Both of those two lights I referenced, the Luxos U and the AXA Luxx 70 Plus have additional LEDs that provide better close in light at lower speeds and at higher speeds those LEDs are shut off, presumably the extra power goes to the distant LED light. When I am making a sharp turn when it is dark out, I am riding at slower speeds and those additional close in LEDs are lit but they do not shine very much to the sides. If those close in LEDs were re-aimed more to the sides and aimed slightly higher to make it easier to lean into the turn, that might be adequate for slower sharp turns. Then by turning those LEDs off at higher speeds, there is less chance of oncoming traffic seeing them. I think that is a simpler solution than a gyro.

Some AXA Luxx 70 Plus owners have complained about the closer in LEDs turning on or off suddenly and being bothered by that, but I got used to it pretty fast, does not bother me.

I have no clue how the lights determine your speed (high versus low speed), might be AC frequency, might be power out of the hub. But it does not really matter to me how they do it, it seems to work which is all I care about.
I don't think that your speed is an indicator of whether you're turning or not, not if you want a gadget to turn a "turning light" on and off.

If you've looked at the steering tube movements, it's a whole bunch of small movements each way both in a turn and going straight. It would average into a few degrees on a turn, and that might work if you were looking at only the fork turning, but if you think about how to implement that you'd have to time-average it for a second. Two seconds maybe? You're already a good way into the turn before the light turns on.

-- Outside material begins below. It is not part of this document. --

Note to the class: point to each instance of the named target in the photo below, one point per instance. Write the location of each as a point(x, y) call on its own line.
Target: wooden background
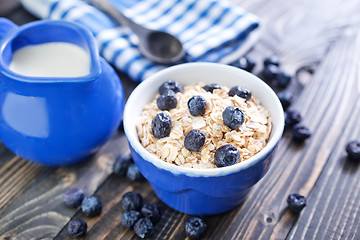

My thought is that analyzing the motion of the bike itself, gyro+accelerometer, could more quickly tell me when a turn was being initiated, turn on that side light and illuminate the path around the turn. It would be simpler to just add a manual thumb switch though like a turn signal, and that's where I really come up against the "is it really worth it" reluctance. Except that I think it's an interesting problem.